Looking to the Founders: Why the Logan Act Matters

The last few weeks of December in 1798 were bogged down by the prolonged wrangling over the impeachment and subsequent Senate trial of U.S. Senator William Blount, a signer of the Constitution and first official to be impeached by the House of Representatives.

When House business resumed the day after Christmas, U.S. Representative Roger Griswold arose with the only business for the day.  He proposed to lay a short resolution on the table:

USURPATION OF EXECUTIVE POWER

Mr. [Roger] GRISWOLD said he wished to lay a resolution upon the table, relative to a subject which, in his opinion, deserves consideration. Its object is to punish a crime which goes to the destruction of the Executive power of the Government. He meant that description of crime which arises from an inference of individual citizens in the negotiations of our Executive with foreign Governments. As every gentleman must be satisfied of the importance of this object, and the propriety of making some provision with respect to it, he trusted it would meet with no opposition. The resolution was in the following words:

 

Resolved, That a committee be appointed to inquire into the expediency of amending the…[criminal code] to extend the penalties, if need be, to all persons, citizens of the United States, who shall usurp the Executive authority of this Government, by commencing or carrying on any correspondence with the Governments of any foreign prince or state, relating to controversies or disputes which do or shall exist between such prince or state, and the United States.

 

ORDERED to lie on the table  Annals of Congress, pp. 2488, 2489

Griswold was correct in his assessment that “every gentleman must be satisfied of the importance of this object,” because this law, which became known as the Logan Act, flew through both chambers of Congress and was signed into law by President Adams in only 35 days:

§ 953. Private correspondence with foreign governments.

 

Any citizen of the United States, wherever he may be, who, without authority of the United States, directly or indirectly commences or carries on any correspondence or intercourse with any foreign government or any officer or agent thereof, with intent to influence the measures or conduct of any foreign government or of any officer or agent thereof, in relation to any disputes or controversies with the United States, or to defeat the measures of the United States, shall be fined under this title or imprisoned not more than three years, or both.

This section shall not abridge the right of a citizen to apply himself, or his agent, to any foreign government, or the agents thereof, for redress of any injury which he may have sustained from such government or any of its agents or subjects.

This law came from the actions of Dr. George Logan, acting as an independent negotiator during the Quasi-War with France.

Logan argued that although he was not acting in an official capacity and he was not there to explain U.S. policy, his presence could help by suggesting ways of greater cooperation between the U.S. and France.

While Logan’s actions had the appearance of being successful, it was a direct usurpation of the Executive Branch’s authority to negotiate for the United States.

The Logan Act was designed to keep well-intending (or even hostile) citizens from intervening in the constitutionally-mandated functions of our government.

America, 2015

Headlines continue to buzz with the open letter sent by 47 Republican U.S. senators to the leaders of the Islamic Republic of Iran.

By the letter of the Logan Act, this open-letter publicity stunt was clearly unlawful. First, while an open letter, the Logan Act forbids even indirect correspondence. Second, the letter explicitly states that it is trying to influence Iran’s decisions by informing them of the features of our Constitution.

The intent of the Logan Act was to preserve the natural power of the executive branch to conduct all negotiations, which these senators clearly violated as well.
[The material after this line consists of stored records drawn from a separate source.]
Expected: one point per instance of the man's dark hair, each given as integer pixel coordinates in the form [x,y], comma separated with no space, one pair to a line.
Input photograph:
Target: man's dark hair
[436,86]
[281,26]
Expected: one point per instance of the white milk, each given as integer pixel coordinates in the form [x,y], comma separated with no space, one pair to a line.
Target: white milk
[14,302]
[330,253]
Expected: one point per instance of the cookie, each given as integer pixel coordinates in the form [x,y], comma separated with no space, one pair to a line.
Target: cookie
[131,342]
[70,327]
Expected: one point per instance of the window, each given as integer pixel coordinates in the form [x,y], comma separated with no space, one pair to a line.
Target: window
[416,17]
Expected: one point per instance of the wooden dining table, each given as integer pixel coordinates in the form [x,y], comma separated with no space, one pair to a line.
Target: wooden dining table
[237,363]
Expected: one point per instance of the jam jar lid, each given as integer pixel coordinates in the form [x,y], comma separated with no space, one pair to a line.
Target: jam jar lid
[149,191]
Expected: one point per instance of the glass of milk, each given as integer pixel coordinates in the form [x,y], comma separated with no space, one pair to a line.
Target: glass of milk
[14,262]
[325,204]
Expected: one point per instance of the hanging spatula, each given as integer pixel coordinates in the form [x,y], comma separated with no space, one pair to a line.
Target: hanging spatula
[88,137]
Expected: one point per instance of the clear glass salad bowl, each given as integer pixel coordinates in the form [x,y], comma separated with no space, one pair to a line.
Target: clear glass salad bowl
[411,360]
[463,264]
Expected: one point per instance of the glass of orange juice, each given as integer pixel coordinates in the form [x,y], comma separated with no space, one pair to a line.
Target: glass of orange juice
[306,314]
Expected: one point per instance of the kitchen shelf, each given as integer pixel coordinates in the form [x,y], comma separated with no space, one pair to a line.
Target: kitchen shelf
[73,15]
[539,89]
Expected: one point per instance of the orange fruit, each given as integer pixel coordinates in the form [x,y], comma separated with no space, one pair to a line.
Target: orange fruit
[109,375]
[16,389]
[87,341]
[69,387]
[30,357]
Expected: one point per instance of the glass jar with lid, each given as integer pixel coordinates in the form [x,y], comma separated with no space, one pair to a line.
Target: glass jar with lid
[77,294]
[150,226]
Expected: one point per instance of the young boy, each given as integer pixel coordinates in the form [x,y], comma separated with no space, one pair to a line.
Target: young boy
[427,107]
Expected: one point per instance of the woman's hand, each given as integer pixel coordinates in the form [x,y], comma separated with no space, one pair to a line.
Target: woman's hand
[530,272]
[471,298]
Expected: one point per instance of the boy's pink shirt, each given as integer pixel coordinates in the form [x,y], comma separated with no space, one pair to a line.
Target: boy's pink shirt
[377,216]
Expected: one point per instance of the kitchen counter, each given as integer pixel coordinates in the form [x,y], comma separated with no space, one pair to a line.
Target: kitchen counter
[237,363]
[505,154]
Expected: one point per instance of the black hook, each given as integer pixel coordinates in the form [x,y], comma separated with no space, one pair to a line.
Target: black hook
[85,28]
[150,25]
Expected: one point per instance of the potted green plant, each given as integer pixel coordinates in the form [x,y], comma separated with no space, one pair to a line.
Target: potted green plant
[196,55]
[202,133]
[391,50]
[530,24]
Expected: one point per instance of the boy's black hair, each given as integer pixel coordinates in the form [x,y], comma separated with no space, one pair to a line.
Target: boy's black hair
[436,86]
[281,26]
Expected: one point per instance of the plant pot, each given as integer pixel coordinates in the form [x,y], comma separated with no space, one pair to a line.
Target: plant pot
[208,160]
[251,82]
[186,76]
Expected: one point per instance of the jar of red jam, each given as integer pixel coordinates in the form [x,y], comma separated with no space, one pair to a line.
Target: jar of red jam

The intent of the Logan Act was to preserve the natural power of the Executive Branch to conduct all negotiations.
David Yee, IVN contributor
While it is unlikely that these 47 senators will ever be charged or face more than the public humiliation of the press for their actions, the Founding Fathers of the fifth Congress would have taken extraordinary offense to this blatant sabotaging of the Executive Branch.

They faced this form of “embarrassment” and swiftly moved to outlaw these kind of actions from our public discourse.

As late as 2005, the U.S. House issued memorandum to its members explaining how to remain in compliance with the Logan Act (and others) upon leaving a government position. This isn’t some “gotcha” political stunt; it has been routinely revisited by both chambers to regulate the actions of its present and past members.

It’s also not some obscure law being misapplied in an attempt to embarrass these senators; the very reason for the law itself was to prevent anyone from usurping the power of the executive branch when dealing with foreign powers.

Almost comically, the letter also highlights a problem within our system: the senators openly acknowledged that many of them would be around for decades after President Obama leaves office.

Term limits are generally considered a Republican value, but here these senators flaunt the fact that Obama has only two years left, while they have unlimited time to weigh in on the American political process.

Many of these same senators painted President Obama with a wide-brush during the last midterm election, declaring him to be a lawless president who ignores our laws and the Constitution.

Unfortunately, the tables have turned.

Perhaps the U.S. Senate needs to send out another memorandum (maybe even an open letter), informing its members on how the Constitution works and what their responsibilities are in obeying it.